[Rasch] Why Rasch?

Robert Hess Robert.Hess at ASU.edu
Wed Nov 9 04:43:39 EST 2011


To Anthony and all others:

I respect each and every rationale presented, but I must take myself back
over 30 years ago, when I was first introduced to the Rasch model (blame Joe
Ryan for this). It was the simplicity of being able to understand that one
could place person ability (or achievement) on the same scale as item
difficulty. Furthermore, the notion that item discrimination was constant on
all items and that it was difficulty only that separated persons provided
that all persons in the analysis received equal exposure to the learning
experience. Once these events took place then the real beauty of the model
took place: one could now predict the probability of a person with a given
ability level successfully answering an item at a given difficulty level.
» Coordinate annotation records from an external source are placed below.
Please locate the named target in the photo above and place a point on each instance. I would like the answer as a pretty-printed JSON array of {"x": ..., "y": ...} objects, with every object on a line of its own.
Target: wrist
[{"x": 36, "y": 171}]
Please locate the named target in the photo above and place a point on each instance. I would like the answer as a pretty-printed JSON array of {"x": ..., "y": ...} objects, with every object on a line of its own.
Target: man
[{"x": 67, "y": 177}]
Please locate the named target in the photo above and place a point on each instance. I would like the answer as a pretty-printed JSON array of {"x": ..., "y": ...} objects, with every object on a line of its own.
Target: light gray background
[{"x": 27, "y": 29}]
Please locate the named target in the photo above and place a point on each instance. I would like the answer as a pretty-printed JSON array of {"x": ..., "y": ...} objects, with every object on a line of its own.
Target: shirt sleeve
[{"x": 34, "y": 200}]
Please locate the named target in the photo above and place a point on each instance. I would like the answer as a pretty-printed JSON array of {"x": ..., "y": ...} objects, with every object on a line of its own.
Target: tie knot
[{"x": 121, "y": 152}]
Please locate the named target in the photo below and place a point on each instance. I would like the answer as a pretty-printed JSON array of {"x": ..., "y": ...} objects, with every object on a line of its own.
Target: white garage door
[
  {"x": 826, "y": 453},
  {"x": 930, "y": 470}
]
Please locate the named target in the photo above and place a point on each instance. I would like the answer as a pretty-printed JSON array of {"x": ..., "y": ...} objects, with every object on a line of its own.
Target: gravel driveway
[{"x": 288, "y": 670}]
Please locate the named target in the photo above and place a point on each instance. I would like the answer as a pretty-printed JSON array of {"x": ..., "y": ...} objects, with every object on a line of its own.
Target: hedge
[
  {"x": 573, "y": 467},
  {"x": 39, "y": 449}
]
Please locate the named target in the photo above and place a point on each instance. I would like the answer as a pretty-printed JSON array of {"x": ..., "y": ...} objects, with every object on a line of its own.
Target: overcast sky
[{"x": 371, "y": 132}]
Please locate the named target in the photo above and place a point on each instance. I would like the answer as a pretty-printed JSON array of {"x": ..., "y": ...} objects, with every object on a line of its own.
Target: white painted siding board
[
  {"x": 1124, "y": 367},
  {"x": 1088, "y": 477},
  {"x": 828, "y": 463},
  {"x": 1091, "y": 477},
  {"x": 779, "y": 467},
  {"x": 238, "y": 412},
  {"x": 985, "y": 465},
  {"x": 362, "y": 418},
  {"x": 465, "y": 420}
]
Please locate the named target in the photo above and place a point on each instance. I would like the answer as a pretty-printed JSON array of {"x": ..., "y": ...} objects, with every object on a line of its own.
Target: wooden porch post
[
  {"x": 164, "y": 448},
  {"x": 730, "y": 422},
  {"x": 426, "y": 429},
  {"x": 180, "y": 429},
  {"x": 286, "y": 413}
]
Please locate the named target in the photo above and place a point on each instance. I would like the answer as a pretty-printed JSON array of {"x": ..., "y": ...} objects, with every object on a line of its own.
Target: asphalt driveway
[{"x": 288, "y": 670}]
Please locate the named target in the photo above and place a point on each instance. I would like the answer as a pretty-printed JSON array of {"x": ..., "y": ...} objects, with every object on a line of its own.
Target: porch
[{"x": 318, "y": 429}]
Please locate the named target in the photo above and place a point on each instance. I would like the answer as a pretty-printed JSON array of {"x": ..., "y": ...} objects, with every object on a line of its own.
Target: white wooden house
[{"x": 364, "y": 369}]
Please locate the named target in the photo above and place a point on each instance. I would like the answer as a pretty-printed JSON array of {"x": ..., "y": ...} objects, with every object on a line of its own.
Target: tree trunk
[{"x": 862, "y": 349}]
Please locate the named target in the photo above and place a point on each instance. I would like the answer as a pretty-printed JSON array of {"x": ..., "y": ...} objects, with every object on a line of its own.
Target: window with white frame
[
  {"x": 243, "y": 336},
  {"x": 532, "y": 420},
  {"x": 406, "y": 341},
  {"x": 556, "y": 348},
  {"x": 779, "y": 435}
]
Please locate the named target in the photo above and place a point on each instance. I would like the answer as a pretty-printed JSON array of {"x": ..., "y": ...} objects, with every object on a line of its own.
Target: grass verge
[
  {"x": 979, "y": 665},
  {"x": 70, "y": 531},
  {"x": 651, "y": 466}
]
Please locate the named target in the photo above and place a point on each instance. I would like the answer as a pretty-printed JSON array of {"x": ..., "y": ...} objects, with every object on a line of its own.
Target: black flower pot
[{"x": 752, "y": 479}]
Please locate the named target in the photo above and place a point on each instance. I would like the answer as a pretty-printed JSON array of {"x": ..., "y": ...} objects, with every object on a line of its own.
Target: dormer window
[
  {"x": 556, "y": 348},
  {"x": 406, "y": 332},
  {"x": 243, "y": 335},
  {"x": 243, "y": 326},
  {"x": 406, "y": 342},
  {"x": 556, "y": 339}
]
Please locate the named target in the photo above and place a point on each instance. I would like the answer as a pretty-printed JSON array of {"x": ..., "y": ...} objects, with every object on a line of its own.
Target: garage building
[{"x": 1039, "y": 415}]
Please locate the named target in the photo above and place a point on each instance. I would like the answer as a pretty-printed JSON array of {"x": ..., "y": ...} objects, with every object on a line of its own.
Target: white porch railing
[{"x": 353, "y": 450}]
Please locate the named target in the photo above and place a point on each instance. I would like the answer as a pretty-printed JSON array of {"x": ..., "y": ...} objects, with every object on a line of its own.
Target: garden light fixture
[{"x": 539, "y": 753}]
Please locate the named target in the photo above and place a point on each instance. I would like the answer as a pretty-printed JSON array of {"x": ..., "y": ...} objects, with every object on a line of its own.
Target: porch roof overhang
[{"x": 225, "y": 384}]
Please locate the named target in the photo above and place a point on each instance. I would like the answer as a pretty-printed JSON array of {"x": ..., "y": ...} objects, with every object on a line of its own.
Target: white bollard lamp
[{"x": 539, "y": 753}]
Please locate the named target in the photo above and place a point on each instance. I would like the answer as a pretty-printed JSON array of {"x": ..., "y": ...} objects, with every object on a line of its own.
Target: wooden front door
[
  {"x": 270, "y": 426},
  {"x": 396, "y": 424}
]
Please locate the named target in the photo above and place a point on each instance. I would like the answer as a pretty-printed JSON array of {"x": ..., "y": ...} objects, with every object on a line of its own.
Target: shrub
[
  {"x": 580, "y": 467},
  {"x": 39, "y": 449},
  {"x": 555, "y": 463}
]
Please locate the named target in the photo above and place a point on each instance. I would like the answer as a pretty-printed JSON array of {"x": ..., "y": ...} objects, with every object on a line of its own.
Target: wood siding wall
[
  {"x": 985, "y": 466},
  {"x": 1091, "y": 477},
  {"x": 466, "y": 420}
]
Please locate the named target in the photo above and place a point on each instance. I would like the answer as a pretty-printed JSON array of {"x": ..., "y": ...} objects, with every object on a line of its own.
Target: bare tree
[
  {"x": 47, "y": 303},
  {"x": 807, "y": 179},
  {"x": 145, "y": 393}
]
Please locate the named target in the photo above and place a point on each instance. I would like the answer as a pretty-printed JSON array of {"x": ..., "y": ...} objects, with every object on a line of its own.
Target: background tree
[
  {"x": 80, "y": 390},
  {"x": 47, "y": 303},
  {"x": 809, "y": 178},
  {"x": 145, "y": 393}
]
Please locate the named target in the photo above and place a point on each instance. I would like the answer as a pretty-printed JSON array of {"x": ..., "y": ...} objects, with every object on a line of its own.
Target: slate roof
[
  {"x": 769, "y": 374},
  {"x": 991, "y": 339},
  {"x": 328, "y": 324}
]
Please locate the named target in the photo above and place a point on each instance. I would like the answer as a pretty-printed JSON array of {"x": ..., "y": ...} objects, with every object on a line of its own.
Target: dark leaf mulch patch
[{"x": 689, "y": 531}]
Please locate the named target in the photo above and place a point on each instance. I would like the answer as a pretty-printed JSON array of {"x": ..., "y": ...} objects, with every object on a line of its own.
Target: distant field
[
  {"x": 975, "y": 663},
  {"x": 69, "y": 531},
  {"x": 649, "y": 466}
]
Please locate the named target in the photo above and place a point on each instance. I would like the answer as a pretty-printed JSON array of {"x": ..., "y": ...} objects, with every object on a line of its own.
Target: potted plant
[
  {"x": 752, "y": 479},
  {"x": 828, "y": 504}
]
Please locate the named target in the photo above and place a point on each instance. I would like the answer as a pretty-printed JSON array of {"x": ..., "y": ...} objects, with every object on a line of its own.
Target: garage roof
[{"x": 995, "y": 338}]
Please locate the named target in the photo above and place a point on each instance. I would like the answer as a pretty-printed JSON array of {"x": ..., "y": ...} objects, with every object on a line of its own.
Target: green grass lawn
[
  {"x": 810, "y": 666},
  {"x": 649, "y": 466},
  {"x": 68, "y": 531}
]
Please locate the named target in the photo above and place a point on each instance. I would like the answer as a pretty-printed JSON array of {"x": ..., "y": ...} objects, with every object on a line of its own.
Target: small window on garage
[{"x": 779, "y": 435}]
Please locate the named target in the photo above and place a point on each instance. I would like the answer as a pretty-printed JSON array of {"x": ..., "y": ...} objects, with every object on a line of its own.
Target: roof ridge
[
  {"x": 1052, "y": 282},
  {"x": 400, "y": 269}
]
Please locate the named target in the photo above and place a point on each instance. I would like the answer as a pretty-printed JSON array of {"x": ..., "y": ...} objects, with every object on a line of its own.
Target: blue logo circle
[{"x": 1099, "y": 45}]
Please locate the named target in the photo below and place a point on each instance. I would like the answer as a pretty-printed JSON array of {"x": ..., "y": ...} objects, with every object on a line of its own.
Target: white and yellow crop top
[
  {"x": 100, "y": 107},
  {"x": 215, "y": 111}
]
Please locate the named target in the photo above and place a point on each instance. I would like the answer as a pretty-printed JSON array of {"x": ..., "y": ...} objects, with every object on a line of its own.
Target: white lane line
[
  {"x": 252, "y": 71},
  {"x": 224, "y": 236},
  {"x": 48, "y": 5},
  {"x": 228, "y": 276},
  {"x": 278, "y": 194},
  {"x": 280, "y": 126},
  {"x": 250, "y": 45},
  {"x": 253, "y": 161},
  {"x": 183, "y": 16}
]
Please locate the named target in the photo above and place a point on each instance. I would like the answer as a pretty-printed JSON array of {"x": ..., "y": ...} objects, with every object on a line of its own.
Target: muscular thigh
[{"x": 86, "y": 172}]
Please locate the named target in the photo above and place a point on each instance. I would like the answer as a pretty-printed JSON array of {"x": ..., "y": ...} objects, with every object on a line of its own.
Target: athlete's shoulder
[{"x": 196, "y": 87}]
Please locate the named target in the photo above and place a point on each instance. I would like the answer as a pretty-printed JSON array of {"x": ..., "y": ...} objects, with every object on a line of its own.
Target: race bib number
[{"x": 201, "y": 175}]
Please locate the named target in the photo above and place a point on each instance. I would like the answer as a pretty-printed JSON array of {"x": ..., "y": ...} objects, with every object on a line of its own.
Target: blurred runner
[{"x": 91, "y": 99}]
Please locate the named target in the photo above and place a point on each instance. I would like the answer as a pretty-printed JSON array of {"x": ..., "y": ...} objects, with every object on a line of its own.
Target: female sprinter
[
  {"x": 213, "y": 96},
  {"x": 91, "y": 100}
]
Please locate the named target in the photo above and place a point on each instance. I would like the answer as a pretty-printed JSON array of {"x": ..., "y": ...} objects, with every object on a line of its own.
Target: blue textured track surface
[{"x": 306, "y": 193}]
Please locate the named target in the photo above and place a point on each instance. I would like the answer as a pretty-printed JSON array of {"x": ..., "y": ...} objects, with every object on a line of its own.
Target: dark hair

It
also meant that items were truly indeed "person free" and I could build item
pools readily. It also meant that I must develop with greater care the items
that I used in my tests. Why? Because unlike the other models, I didn't
choose a model to fit my items, I had to choose items that fit my model.

In the early 1990s, the introduction of the many-faceted Rasch model only
increased my ability to further explore the factors influencing student
achievement.

Okay, I know for many I have been preaching to the choir.

 

Bob Hess

Prof. Emeritus of Measurement and Evaluation.